Prerequisites for DuckDB Engine

pip install duckdb  # Required for DuckDB engine
pip install databathing  # This package

Code Validation & Quality Scoring (New!)

DataBathing now includes a comprehensive code validation system that automatically checks generated PySpark and DuckDB code for syntax correctness, performance issues, and best practices. Get instant feedback with quality scores (0-100) and actionable suggestions.

✅ Key Features

Syntax Validation: Ensures generated code is syntactically correct before execution
Quality Scoring: 0-100 scores with letter grades (A-F) based on 5 metrics
Performance Analysis: Detects common bottlenecks and anti-patterns
Best Practices: Suggests improvements for maintainable, efficient code
Multi-Engine Support: Works with both PySpark and DuckDB engines

Quick Start with Validation

Basic Usage with Pipeline

from databathing import Pipeline

# Enable validation (default behavior)
pipeline = Pipeline("SELECT name, age FROM users WHERE age > 25", 
                   engine="spark", validate=True)

# Get code with validation results
result = pipeline.parse_with_validation()

print(f"Generated Code: {result['code']}")
print(f"Quality Score: {result['score']}/100 (Grade: {result['grade']})")
print(f"Code Valid: {result['is_valid']}")

# Output:
# Generated Code: final_df = users.filter("age > 25").selectExpr("name","age")
# Quality Score: 97.2/100 (Grade: A)
# Code Valid: True

Accessing Detailed Validation Reports

# Get comprehensive validation details
report = pipeline.get_validation_report()

print(f"Syntax Score: {report.metrics.syntax_score}/100")
print(f"Performance Score: {report.metrics.performance_score}/100") 
print(f"Readability Score: {report.metrics.readability_score}/100")

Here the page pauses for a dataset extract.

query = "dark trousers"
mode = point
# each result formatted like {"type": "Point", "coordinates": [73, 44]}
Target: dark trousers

# Show any issues or suggestions
for issue in report.issues:
    print(f"⚠️ {issue.message}")
    if issue.suggestion:
        print(f"💡 {issue.suggestion}")

Direct Code Validation

from databathing import validate_code

# Validate any generated code directly
code = 'final_df = users.filter("age > 25").selectExpr("name")'
report = validate_code(code, engine="spark", original_sql="SELECT name FROM users WHERE age > 25")

print(f"Overall Score: {report.metrics.overall_score:.1f}/100")
print(f"Grade: {report.get_grade()}")
print(f"Valid: {report.is_valid}")

Quality Scoring System

DataBathing evaluates code across 5 dimensions:

Metric	Weight	Description
Syntax	40%	Code correctness and executability
Complexity	20%	Method chaining depth, nesting (lower is better)
Readability	20%	Formatting, naming, code clarity
Performance	10%	Anti-pattern detection, optimization opportunities
Maintainability	10%	Long-term code maintenance ease

Grade Scale: A (90-100) • B (80-89) • C (70-79) • D (60-69) • F (0-59)

Validation Examples

High-Quality Code (Grade A)

# Input SQL
query = "SELECT department, AVG(salary) as avg_sal FROM employees WHERE salary > 50000 GROUP BY department LIMIT 10"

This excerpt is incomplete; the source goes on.